Dolphins’ GM guilty of lack of tact

I am here to defend someone who apparently is the worst person to disgrace humankind. Castro? Bin Laden? No. Dolphins general manager Jeff Ireland.

It turns out that Ireland, in a recent predraft interview with receiver prospect Dez Bryant, asked Bryant if his mother had been a prostitute.

The reaction has been mostly vicious. Ireland has been vilified. Media moralists have judged the general manager guilty of felonious insensitivity. Fans on message boards and in chat rooms, those modern cathedrals of reasonable discourse, even have called for Ireland’s firing. Even the NFL Players Association shook a fist at Ireland on Wednesday.

His crime — Oh the (lack of) humanity! — was to pose a question determined by mob consensus to be neither tactful nor kind.

The immediate firestorm caused Ireland to publicly apologize on Tuesday, even though he didn’t do much wrong for reasons you’re about to hear.

Some quick background first: Bryant’s mother Angela had Dez when she was 15 and had three children by 18. Dez’s father, MacArthur Hatton, was in his early 40s, more than twice Dez’s mother’s age. Mom was sentenced to four years in state prison for distributing crack cocaine when Dez was 8. Herself a user of cocaine, marijuana and PCP, Angela served 18 months in jail.

Dez’s somewhat chaotic upbringing is partly why many teams including Miami attached red flags to Bryant and had concerns whether to draft him.

Other teams asked Bryant if his mother still did drugs. Legitimate, right?

Here is why Ireland’s offending question was, too, in context.

It is common for NFL teams to at times pose provocative questions to prospects not so much to gain information but to gauge the reaction, to measure composure or cool-headedness. But that was not the case here.

In this case the conversation about Bryant’s upbringing led to Ireland’s question. It was not out of context.

That doesn’t mean Bryant didn’t have the right to be offended.

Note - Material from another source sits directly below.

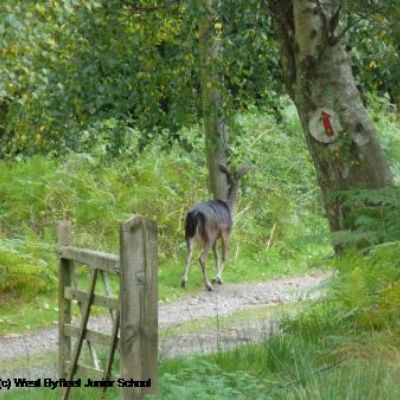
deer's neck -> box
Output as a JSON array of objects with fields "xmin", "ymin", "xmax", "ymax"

Nor does that mean Ireland asking such a thing — no matter the context — isn’t fair game for honest criticism.

But in this case the GM is being awfully maligned by those who were not in the room to hear the entire conversation or what preceded the question. And also by those who apparently don’t agree that a team considering spending $15 million to $20 million in guaranteed money on a player has the right and obligation to probe that player’s background — especially when it presents warning signals and begs that scrutiny.

Now, don’t mistake this as entirely an exoneration of Ireland.

If the broad (albeit underinformed) perception is now that Ireland is an insensitive ghoul, well, that’s a perception-is-reality situation the Dolphins must deal with, and Ireland must bear that weight.

What’s troubling is that it is part of a developing pattern of insensitivity by this Dolphins’ front office.

The irony is that the prostitute question over which Ireland is being pilloried is probably the least of the recent insensitive instances by this front office.

The mishandling of all-time franchise defender Jason Taylor still echoes a sour note. He’s a Jet now because the Dolphins neither offered him a contract (since the one they withdrew last November) nor bothered to explain why.

This was the same front office that would not allow departing Zach Thomas to use the club’s facilities for a farewell news conference to thank fans.

The treatment of Thomas and Taylor, the coldness and public disrespect, is to me far more egregious than one ill-fated question put to Bryant in what ostensibly was a private interview.

Trading for star receiver Brandon Marshall and signing high-priced free agent Karlos Dansby were reminders that players like to go where the money, the opportunity or the shot at a Super Bowl ring are. Sometimes it might be the head coach or even the locale swaying a player.

It isn’t usually the general manager.

In a close call, though, why risk alienating fans or future players over a perception that the front office doesn’t treat guys right?